BT should face prosecution for its "illegal" trials of a
controversial ad-serving technology, a leading computer security
researcher has said.
Dr Richard Clayton at the University of Cambridge made his comments after reviewing a leaked BT internal report.
The document reveals details of a 2006 BT trial with the Phorm system, which matches adverts to users' web habits
"It's against the law of the land, we must now expect to see a prosecution," he told BBC News.
But BT plans to push ahead with a further trial of the technology later this summer, the BBC has learnt.
"We have not announced a date yet; we are still planning - it will be quite soon," a spokesperson told BBC News.
Revelations about earlier trials have prompted some customers to
organise protests in London to coincide with BT's AGM on 16 July.
The company did not inform customers that they were part of the
original tests in 2006 and 2007, although 30,000 subscribers were
Nearly 19m web pages were intercepted during the 2006 tests, according
to the leaked report, posted to the whistle-blowing website wikileaks.
BT described it as "a small scale technical test".
During the trials adverts were stripped out of web pages served up to
BT customers and replaced with more targeted ads, if available.
If none were available, adverts for one of three charities were inserted.
The report also reveals that BT believes that a large scale deployment of Phorm would be "operationally challenging".
It projected that it would require as many as 300 servers to roll out
for all BT customers and added that BT was "unable to find hosting
accommodation that will enable a deployment of this model".
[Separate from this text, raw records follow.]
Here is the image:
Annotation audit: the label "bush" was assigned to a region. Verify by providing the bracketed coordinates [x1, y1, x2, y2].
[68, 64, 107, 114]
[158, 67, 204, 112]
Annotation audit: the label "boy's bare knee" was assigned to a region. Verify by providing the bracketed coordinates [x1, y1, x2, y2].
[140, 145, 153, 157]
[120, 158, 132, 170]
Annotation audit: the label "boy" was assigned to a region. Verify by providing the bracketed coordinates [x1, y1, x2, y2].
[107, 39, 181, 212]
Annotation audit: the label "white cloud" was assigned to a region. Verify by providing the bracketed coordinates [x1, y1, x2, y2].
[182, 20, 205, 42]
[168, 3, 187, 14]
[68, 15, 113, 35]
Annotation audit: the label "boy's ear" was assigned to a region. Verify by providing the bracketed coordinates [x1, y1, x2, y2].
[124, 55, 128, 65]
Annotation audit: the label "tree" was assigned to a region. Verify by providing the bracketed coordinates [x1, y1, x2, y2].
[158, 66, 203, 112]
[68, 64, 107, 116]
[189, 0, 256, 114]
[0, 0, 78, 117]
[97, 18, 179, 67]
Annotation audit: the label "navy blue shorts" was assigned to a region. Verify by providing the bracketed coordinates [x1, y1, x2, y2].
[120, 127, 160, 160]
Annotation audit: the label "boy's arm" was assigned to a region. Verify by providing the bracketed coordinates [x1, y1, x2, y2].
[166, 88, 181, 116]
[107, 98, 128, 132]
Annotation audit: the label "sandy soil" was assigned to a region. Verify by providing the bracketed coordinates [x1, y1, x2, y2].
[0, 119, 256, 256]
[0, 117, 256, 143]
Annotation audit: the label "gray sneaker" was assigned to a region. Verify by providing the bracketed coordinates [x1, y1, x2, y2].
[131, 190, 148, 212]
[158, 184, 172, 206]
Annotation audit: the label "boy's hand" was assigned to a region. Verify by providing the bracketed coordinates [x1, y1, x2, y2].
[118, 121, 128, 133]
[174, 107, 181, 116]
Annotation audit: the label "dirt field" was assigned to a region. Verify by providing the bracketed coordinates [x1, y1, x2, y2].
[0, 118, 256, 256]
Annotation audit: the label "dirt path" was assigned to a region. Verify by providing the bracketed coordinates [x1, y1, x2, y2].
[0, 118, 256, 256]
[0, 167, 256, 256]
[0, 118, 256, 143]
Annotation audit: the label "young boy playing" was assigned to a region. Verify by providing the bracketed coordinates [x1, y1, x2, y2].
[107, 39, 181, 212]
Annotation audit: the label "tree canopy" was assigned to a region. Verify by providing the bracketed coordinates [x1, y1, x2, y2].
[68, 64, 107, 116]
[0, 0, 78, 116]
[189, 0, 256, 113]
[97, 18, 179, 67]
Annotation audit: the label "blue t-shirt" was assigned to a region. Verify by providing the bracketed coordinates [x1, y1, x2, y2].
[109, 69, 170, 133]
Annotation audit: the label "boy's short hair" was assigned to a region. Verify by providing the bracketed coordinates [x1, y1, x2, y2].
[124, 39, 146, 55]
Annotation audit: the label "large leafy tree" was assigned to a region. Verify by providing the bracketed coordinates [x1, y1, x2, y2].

However, the BBC now understands that the technology behind Phorm has
been updated and large scale trials are much more feasible.
Dr Clayton said the leaked report "clearly shows that back in 2006 BT
illegally intercepted their customers' web traffic, and illegally
processed their personal data."
He continued: "The BT author seems delighted that only 15-20 people
noticed this was happening and looks forward to a new system that will
be completely invisible.
"This isn't how we expect ISPs to treat their customers' private
communications and since, not surprisingly, it's against the law of the
land, we must now expect to see a prosecution."
He said that the BT report also noted that "communications regarding
advertisement systems and information collection could lead to negative
perception if not carefully handled".
"They seem to have failed in this aspect as well," he said.
BT said it did not want to comment on Dr Clayton's remarks.